May 3, 2005
Even our Ndirande Session for the handicapped was fraught with difficulties this week. Weike had been trying to show the CCAP HIV/AIDS video, “No More Tears” for two weeks, unsuccessfully. We meet in the fellowship hall of the Holy Ghost Roman Catholic Church, but there is no electricity in the building. The priest promised that he would be there this week to set up extension cords and the TV/VCR. He arrived a half hour late, and then it took another hour to set up the electricity and machines. Everything was jerry rigged with frayed extension cords. For a while, the people sang, but it was a lackluster effort. Everyone seemed tired and listless. Lack of proper nutrition does that to people. Finally, we were able to start the video, which was in Chichewa.
I must say that I have never seen an audience as “glued” to a television set. There was not a sound to interrupt the message. Some of them had probably never seen a TV before, and to the rest it was a rare treat. There were many things that should have distracted the audience. Just outside the windows, 87 orphans played noisily. Then the rain started. We have not had a downpour in 4 months, but that afternoon, the rain was torenntial. It reverberated on the tin roof so loudly that you would barely hear the audio, but the audience did not seem to care.
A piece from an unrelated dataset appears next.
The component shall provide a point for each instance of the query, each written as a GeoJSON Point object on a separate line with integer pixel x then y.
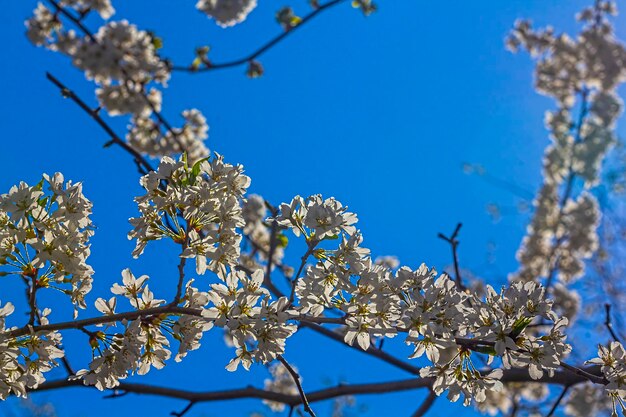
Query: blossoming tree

They continued to watch the story of a couple who learns that they are both HIV positive unfold on the screen before them. The priest scrambled to wrap the extension cord connections that were outside in plastic bags, before they became immersed in mud puddles. I was amazed that they did not short out.
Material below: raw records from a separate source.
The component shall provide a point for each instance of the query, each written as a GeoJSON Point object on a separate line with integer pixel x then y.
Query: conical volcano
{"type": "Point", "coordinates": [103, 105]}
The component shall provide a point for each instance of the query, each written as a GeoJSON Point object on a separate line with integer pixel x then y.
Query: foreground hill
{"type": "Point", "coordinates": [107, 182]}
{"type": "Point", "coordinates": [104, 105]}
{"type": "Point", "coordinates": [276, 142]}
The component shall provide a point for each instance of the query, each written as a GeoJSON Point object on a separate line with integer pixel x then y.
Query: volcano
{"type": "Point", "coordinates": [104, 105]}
As I looked at the audience, which was watching so intently, I knew that for many of them the messages in the film were hitting home. The film depicts the discrimination that AIDS patients often experience, and some of the people sitting there have been shunned by family and friends. That is why most people keep the disease secret. But it is not something you can hide forever. One woman in the crowd, Patricia, had the emaciated skin that showed her bones, and sunken cheeks of an advanced AIDS patient. She had gorgeous, big, deep brown eyes and long curling eyelashes. You could tell that she had been a beautiful woman. Wieke whispered to me, “she doesn’t have long now.”
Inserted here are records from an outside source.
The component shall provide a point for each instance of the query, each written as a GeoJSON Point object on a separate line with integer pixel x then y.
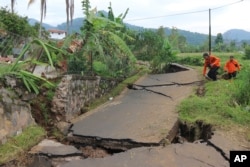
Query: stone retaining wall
{"type": "Point", "coordinates": [15, 114]}
{"type": "Point", "coordinates": [76, 92]}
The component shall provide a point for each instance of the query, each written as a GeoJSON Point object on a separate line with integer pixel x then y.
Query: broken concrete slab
{"type": "Point", "coordinates": [139, 116]}
{"type": "Point", "coordinates": [176, 155]}
{"type": "Point", "coordinates": [54, 149]}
Hopefully, other people in the audience, especially the younger ones, will heed the message of the film and avoid the risky behavior that often leads to the disease. Unfortunately, this may not be the case. The local paper here reports that although many people in Malawi now know what HIV/AIDS is and how it is contracted, they have decided to continue the lifestyles that put them in danger of getting the disease.
We can only pray that some will heed the message.